8 Responses to “Avatar”

  1. Hmm, have to say in retrospect, there’s still a lack in the CGI of the characters – while motion capture has got the facial expressions down and they made sure that the eyes look alive (a real problem with the perceived uncanniness of the figures in Polar Express I take it), I’m still not convinced.

    There are two reasons. First, (apart from the market-required anthropomorphism) I didn’t get any sense of muscle and bone moving under skin – the Na’vi looked like they were made of homogenous material like plasticine; there was no dynamic interaction of firm and fluid structure, and the musculature hadn’t really been sculpted, just that a generic or caricatured human body had been attenuated. Is this a limitation of the software? Granted, it would add a whole new dimension of complexity to get the interaction of bone, muscle and fat, but was it related to the fact that little if any life drawing is taught these days?

    Secondly, the skin itself lacked resolution.
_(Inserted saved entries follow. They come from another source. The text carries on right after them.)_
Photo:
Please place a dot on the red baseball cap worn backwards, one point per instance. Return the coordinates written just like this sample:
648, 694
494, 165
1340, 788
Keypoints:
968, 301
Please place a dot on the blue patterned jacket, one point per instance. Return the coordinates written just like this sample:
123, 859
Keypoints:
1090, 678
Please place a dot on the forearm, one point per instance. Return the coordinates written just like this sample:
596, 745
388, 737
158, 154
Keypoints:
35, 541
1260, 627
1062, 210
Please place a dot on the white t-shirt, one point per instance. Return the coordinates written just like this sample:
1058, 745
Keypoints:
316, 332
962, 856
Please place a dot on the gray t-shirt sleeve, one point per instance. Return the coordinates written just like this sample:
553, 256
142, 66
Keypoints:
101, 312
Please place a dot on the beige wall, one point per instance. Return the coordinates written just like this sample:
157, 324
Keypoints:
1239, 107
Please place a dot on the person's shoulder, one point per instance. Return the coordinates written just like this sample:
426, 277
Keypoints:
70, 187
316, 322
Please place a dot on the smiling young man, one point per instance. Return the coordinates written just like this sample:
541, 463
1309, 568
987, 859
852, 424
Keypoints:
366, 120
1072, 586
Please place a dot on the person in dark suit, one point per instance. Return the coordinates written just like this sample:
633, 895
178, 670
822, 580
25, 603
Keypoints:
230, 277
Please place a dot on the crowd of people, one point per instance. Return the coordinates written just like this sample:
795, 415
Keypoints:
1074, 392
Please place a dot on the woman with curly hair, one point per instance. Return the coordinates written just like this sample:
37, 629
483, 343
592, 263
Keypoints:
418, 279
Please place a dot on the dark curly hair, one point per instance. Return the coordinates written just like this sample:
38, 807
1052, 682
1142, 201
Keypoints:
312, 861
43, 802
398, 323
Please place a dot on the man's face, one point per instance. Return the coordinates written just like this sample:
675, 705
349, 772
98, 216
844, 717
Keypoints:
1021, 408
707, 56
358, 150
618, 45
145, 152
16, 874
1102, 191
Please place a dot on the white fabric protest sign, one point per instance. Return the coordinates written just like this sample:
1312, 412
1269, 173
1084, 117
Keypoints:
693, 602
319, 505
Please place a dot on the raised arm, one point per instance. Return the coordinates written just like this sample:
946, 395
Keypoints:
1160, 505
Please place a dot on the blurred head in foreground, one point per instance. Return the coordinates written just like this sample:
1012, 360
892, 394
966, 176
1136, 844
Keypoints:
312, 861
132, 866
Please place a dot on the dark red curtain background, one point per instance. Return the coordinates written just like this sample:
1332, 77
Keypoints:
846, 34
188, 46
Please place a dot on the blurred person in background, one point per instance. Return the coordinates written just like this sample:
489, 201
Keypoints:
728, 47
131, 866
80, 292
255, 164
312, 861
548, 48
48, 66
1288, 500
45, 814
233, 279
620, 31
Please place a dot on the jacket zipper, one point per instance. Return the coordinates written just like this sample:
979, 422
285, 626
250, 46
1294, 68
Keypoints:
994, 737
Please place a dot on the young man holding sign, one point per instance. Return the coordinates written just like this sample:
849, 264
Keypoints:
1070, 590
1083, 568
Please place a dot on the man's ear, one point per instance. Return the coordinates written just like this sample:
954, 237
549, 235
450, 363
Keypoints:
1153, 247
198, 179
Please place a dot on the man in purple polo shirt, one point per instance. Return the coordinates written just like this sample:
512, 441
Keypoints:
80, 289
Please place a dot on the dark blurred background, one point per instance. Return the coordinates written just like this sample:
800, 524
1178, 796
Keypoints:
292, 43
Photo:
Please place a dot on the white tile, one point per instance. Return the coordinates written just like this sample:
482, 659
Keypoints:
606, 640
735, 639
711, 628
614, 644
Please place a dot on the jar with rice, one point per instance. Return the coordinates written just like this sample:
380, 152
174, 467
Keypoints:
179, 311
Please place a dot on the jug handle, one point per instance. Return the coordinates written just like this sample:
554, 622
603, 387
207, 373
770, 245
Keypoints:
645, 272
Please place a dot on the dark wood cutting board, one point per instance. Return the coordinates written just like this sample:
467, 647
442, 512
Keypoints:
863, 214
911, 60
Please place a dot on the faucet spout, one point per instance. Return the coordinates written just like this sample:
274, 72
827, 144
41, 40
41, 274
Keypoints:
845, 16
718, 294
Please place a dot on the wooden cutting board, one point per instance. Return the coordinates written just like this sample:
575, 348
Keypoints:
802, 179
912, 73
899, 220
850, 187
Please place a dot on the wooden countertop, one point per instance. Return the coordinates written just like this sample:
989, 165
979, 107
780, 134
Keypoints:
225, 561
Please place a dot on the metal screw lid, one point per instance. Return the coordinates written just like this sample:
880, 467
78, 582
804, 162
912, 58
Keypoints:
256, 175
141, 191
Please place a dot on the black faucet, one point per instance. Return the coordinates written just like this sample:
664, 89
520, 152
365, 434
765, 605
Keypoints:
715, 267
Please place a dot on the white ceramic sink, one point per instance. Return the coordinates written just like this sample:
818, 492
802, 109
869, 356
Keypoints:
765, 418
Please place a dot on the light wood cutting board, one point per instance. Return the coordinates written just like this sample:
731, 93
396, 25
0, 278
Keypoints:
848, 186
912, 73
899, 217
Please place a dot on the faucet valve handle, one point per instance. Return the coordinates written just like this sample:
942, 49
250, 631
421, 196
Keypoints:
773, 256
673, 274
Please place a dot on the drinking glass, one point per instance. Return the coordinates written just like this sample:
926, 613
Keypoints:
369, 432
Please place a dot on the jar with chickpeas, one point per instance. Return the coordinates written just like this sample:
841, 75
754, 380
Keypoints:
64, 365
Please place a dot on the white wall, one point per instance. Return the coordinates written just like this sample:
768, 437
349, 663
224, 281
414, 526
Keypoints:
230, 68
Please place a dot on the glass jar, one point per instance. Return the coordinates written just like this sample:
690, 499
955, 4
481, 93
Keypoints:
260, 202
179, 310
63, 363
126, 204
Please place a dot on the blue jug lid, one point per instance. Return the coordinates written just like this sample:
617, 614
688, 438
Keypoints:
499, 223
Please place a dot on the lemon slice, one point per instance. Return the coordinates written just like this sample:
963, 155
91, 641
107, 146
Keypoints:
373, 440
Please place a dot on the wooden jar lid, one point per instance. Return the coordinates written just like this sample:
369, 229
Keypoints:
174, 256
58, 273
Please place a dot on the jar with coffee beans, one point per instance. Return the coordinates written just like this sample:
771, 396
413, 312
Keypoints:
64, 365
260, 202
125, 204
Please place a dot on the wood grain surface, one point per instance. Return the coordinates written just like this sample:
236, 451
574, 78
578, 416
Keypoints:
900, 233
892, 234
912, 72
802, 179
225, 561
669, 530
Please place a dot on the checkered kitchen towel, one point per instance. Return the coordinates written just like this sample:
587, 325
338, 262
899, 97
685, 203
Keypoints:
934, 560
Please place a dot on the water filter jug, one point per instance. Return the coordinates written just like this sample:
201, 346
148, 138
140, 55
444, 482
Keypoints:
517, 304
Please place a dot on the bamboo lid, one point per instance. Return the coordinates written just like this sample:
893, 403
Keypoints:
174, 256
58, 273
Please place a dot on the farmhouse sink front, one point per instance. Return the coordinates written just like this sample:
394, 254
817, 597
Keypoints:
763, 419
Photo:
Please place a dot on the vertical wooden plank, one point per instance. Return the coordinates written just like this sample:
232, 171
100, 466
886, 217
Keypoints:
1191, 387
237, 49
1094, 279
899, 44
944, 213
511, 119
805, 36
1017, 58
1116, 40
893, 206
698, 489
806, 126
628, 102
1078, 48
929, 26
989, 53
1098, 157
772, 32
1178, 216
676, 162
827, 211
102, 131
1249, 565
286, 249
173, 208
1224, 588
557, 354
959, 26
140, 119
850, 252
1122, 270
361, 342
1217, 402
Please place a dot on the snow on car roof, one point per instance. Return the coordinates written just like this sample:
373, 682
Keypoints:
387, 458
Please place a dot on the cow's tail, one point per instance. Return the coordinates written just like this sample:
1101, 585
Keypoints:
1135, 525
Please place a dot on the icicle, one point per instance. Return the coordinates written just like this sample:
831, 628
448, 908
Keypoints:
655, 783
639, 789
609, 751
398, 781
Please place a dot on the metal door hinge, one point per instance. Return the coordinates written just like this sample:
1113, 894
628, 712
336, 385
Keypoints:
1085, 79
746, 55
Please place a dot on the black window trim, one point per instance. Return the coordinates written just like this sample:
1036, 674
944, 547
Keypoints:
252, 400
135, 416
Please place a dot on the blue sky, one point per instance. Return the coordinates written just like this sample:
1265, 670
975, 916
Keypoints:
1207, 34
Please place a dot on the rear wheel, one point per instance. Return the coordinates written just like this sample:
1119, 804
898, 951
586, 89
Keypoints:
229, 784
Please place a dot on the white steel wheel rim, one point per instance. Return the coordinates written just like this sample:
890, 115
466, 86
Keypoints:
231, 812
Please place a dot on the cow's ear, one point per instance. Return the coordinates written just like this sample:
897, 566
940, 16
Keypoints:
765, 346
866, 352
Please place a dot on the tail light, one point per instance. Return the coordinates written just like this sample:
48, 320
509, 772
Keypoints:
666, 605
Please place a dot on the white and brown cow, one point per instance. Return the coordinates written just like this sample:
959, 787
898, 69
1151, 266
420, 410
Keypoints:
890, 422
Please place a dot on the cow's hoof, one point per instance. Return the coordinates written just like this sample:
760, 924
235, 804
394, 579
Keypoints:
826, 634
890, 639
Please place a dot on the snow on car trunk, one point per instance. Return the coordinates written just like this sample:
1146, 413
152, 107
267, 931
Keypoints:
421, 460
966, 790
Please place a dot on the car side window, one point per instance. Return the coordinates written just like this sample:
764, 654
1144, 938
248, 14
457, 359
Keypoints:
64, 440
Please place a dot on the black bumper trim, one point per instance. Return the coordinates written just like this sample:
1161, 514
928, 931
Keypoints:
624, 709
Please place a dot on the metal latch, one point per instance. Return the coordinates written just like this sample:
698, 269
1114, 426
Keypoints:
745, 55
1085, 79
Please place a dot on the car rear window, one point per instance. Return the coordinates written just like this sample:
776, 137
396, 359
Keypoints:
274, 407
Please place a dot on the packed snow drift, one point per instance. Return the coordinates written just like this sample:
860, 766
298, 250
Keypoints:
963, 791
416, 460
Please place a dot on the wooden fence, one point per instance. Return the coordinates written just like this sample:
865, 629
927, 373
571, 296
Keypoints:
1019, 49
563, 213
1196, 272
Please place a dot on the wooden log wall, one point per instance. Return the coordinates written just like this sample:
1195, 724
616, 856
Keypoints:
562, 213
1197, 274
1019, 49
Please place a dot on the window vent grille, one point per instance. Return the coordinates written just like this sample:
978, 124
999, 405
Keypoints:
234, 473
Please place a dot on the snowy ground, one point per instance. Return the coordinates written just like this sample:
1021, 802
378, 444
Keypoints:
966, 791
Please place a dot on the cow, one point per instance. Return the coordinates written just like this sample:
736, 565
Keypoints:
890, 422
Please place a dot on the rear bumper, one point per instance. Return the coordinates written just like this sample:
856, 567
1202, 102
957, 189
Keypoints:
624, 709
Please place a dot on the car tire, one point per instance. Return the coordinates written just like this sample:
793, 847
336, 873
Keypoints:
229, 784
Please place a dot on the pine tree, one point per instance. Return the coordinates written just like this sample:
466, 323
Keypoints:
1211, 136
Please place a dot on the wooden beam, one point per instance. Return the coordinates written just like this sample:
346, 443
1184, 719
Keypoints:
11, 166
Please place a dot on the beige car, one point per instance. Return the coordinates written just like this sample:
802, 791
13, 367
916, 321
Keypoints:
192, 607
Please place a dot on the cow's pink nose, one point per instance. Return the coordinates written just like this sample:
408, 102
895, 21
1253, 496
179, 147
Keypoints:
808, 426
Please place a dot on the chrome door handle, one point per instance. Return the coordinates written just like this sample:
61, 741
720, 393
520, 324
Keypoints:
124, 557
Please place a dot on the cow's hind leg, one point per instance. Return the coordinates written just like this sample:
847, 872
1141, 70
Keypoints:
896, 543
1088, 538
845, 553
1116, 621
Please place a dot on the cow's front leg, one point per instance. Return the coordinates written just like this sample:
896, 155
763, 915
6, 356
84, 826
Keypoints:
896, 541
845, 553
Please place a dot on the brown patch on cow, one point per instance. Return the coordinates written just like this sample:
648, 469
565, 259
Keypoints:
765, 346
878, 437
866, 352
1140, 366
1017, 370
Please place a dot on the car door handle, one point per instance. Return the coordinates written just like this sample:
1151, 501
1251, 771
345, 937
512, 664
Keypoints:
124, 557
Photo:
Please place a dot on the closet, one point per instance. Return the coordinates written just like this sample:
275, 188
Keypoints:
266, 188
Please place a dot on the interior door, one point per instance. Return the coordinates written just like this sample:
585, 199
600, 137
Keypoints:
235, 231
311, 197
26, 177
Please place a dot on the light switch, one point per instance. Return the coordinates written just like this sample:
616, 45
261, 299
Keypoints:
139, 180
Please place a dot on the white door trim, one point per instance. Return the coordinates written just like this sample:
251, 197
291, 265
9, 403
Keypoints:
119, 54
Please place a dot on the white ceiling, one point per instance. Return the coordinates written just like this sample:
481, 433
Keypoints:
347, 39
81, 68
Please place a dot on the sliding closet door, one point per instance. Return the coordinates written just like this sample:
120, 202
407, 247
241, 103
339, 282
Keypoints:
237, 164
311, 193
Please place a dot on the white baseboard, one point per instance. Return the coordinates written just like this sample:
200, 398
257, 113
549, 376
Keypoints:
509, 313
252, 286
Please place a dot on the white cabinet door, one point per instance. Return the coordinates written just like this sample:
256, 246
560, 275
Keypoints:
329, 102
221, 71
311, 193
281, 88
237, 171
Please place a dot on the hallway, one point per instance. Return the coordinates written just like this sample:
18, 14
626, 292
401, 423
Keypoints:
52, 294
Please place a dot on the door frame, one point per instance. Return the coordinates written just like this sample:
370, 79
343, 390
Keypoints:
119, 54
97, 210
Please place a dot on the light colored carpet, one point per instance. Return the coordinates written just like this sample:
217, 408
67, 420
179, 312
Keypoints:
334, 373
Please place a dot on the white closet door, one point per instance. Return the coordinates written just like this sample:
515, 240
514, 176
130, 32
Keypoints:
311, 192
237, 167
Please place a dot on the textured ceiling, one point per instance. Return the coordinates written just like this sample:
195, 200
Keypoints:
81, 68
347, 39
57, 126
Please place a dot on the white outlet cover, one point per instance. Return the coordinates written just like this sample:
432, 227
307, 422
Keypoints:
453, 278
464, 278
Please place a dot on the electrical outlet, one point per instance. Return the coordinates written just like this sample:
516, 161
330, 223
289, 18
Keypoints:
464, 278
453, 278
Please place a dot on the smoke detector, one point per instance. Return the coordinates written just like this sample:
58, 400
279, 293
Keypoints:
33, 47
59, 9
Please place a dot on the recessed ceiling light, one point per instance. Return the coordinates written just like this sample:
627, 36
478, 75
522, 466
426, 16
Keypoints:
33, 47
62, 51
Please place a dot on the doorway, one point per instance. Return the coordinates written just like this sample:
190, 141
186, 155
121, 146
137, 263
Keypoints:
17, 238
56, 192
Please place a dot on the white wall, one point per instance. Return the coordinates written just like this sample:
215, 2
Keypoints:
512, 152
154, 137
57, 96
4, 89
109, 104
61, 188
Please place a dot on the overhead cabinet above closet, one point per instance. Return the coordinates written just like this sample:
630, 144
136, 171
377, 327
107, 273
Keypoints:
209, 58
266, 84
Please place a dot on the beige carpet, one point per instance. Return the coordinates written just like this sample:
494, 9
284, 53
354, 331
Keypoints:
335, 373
I’m not sure if it’s a modeling problem or not, but except with the explicitly older Na’vi characters, they generally lacked believable textures. Everyone has fine hair on supposedly bare skin and everyone accumulates the texture of small wrinkles and imperfections and that patina is essential to the perception of life and animation – the movement of those textured surfaces adds to the perception of animation when an expression does change – even the crinkling about the eyes is visible even in the very youngest child.

    I’ve heard too that the subtle translucence of the skin and how it transmits light has long been a major problem for realistic CGI, but that someone somewhere had cracked it. I didn’t see that here though… but even though the intended effect was obviously meant to be weird and over-the-top, they did get the translucence for Doctor Manhattan in Watchmen .

    Then again, young people today do look uncanny to me – they have no wrinkles and so look like low-resolution CGIs of themselves.

  2. Coco Miles Says:

    They DID model the interaction of layers of bone, muscle, fat and skin. Here’s a link to an article that’s full of tech-y detail about various processes: CG In Another World

  3. Interesting article, especially details like the animators taking into account the subsurface colouration of their blood.

    I’ve been reading more articles about this film… I’m glad I’m not at the sad extremes of either the suicidal faction of the Avatards* or the critics vibrating with hatred that the storyline isn’t Shakespeare.

    (* What did these people do with their lives before, say, December?)

  4. thomsedavi Says:

    My position is ‘the trailer didn’t catch my interest, so why should I go see it?’

    I even watched six minute-long segments on YouTube, looking for something to catch my interest, just so that I could have an excuse to see this film everyone is talking about… all I got was slightly bemused when Sigourney Weaver asks, ‘what are you doing here without any training or knowledge?’ and Sam Worthington replies, ‘because I got sick of doctors telling me what I could or couldn’t do’.

    I’m assuming Sigourney Weaver noticed that he didn’t actually answer her question but wisely decided not to pursue the matter it any further.

    I acknowledge the technical accomplishments of the film, but I also understand that technology is going to progress regardless, and I’m not going to fork over cash every time someone thinks they have reached a particular milestone. Especially when a trailer and six minute-long clips don’t engage my interest.

  5. Well then, I’m impressed that they did. Thank you for the link. Perhaps the problem might be that it has to be exaggerated for it to be perceived in a relatively unfamiliar form, or there was a bit of self-censorship? We know that real flesh jiggles a bit, especially, you know, bits that are generally covered and restrained unless there’s a ‘wardrobe malfunction’. I didn’t see one nipple and I’m the sort of man who notices these things.

  6. There are 758,000 Google results for “avatar nipples”.

  7. Coco Miles Says:

    I think you’re exaggerating your mammary awareness. I’m with the 758,000… plenty of nipple if you’re looking in the right places.

  8. The nipple fu is strong in this one.